Pulling non-mirrored codelists?


(Matt Geddes) #1

Hi,

Please can I ask how other people handle the codelists that are not directly mirrored by IATI? For DAC5 etc we (a computer) can pull them directly, but for e.g. the Humanitarian sectors/clusters, the IATI codelist links to a webpage where you can download them as a csv - of course we can write a scraper to locate the CSV and download it, and then deal with the import - but this could easily break and is reliant on a non IATI third party.

Any tips for how everyone else handles this? Any pointers to why some codelists are integrated (therefore higher class IATI citizens) and others are not?

Thanks a lot,

Matt


(Matt Geddes) #2

Bump - anyone?..


(Andy Lulham) #3

Hi Matt,

I’d suggest adding an issue on the Open Knowledge datasets repo:

Then there’s potential to find collaborators who can help with maintaining a scraper.

I don’t know. I guess there’s some heuristic that factors in how widely used the codelist is likely to be, how difficult the original is to use (e.g. the format it’s in), how frequently it updates etc…


(Matt Geddes) #4

Thanks @andylolz

@IATI-techteam can you share any light on this? How come only the DAC5 vocab is integrated and not the other sector vocabs?


(IATI Technical Team) #5

@matmaxgeds Ideally we would not have to replicate any of the external codelist but historically we have done so for the OECD DAC and a few others. We have done this mainly for convenience and accessibility of users.
We are unable to maintain and replicate all external codelists. It is the responsibility of the codelist providers to make sure they are up-to-date and easily accessible to users via the URLs they have provided and we link to on the IATI page.


(Matt Geddes) #6

Hi @IATI-techteam - thanks for the response.

Could we move to a system where the community maintain them as part of IATI in the same way they can submit pull requests for DAC5?

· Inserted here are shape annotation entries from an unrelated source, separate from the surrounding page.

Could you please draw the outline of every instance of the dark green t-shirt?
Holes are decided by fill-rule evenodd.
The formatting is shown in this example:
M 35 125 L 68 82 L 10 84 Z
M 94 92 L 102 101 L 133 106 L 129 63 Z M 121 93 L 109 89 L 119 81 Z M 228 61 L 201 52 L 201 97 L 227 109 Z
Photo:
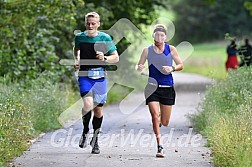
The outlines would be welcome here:
M 101 51 L 104 55 L 109 56 L 116 50 L 116 46 L 112 38 L 104 33 L 98 31 L 95 37 L 88 37 L 86 31 L 80 32 L 75 36 L 74 48 L 80 50 L 80 59 L 97 59 L 96 51 Z M 87 68 L 101 67 L 97 65 L 81 65 L 80 71 L 86 71 Z

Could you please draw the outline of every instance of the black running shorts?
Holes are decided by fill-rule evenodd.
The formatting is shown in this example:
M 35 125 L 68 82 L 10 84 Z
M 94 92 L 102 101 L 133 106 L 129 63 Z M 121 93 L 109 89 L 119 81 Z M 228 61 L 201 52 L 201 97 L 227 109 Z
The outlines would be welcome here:
M 145 87 L 145 99 L 146 105 L 149 102 L 157 101 L 163 105 L 174 105 L 175 104 L 175 97 L 176 92 L 174 87 L 157 87 L 154 85 L 148 84 Z

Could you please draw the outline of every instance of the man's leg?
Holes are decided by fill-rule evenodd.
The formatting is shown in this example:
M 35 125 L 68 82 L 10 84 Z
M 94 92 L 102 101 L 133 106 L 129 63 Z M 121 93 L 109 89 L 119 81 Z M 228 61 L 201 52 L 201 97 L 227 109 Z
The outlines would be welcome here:
M 88 94 L 87 94 L 88 95 Z M 82 122 L 83 122 L 83 132 L 79 142 L 79 147 L 83 148 L 87 146 L 87 138 L 89 132 L 89 122 L 91 119 L 91 110 L 93 108 L 93 98 L 91 96 L 83 97 L 83 108 L 82 108 Z
M 101 124 L 103 120 L 103 107 L 102 106 L 96 106 L 94 108 L 94 117 L 92 121 L 93 129 L 94 129 L 94 135 L 90 142 L 90 145 L 92 146 L 92 154 L 99 154 L 100 149 L 98 145 L 98 135 L 100 133 Z

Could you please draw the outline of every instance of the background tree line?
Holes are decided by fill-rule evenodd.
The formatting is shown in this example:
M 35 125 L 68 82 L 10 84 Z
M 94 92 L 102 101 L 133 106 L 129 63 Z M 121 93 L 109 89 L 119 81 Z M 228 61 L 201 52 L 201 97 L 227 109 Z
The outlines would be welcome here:
M 204 42 L 251 35 L 251 2 L 246 0 L 178 0 L 173 4 L 177 41 Z

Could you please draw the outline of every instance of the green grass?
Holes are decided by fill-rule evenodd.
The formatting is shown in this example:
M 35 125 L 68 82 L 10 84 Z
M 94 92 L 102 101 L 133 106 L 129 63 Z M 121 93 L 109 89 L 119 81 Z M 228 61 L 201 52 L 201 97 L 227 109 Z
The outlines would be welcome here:
M 184 61 L 184 72 L 196 73 L 217 80 L 226 77 L 226 41 L 192 44 L 194 52 Z
M 60 128 L 59 114 L 79 97 L 53 77 L 42 75 L 26 88 L 0 78 L 0 166 L 22 154 L 39 133 Z
M 252 68 L 240 68 L 211 87 L 194 127 L 208 139 L 217 166 L 252 166 Z

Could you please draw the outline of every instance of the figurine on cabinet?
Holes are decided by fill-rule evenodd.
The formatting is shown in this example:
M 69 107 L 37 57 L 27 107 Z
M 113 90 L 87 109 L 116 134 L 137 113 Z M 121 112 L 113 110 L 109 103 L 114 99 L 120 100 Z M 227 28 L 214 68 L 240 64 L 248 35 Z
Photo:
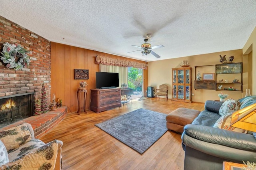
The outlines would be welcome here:
M 238 79 L 234 79 L 232 82 L 233 83 L 238 83 L 239 82 L 239 80 Z
M 221 54 L 220 55 L 220 62 L 227 62 L 227 60 L 226 59 L 226 55 L 223 56 L 223 57 L 221 56 Z
M 235 58 L 234 56 L 231 56 L 229 57 L 228 58 L 228 62 L 233 62 L 233 60 L 234 58 Z
M 221 84 L 219 85 L 218 86 L 218 88 L 219 90 L 221 90 L 222 88 L 222 86 L 223 86 Z
M 201 79 L 202 77 L 200 75 L 200 72 L 198 71 L 197 72 L 197 74 L 196 75 L 196 81 L 201 81 Z

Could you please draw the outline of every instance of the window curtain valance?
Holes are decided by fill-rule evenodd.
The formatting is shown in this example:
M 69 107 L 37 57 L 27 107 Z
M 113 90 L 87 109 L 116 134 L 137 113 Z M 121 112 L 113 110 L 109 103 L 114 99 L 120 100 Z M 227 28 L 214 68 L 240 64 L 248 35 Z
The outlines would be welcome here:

I ask because not embedding these codelists makes it much harder to use any IATI data that does not use DAC5 sectors, and all the different systems that use IATI data have to maintain their own codelists - this would be much more efficient if it were handled by IATI.

Thanks,

Matt


(Bill Anderson) #7

I don’t think it is realistic to expect a voluntary community to maintain a reliable suite of replicated standards.

Rather I think we, along with other open data standards and other consumers of these coding standards, should argue:

  • for all codelists to be API accessible
  • and (I know this is ambitious) for common protocols in consuming these lists?

(Matt Geddes) #8

Thanks @bill_anderson - this sounds a good direction of travel.

Currently non DAC5 data is completely inaccessible to non-technical users e.g. I can’t search for it via d-portal, OIPA or the datastore, so if we are going to keep having it as part of the standard, the question is what steps are we going to take to make it useful?

I think your focus on APIs is the right one. Can we adjust the rules so that IATI either only adds external codelists that are available by API, or requests the organisations to whom the codelists belong to upload a copy in a standard format for IATI to make available via their API?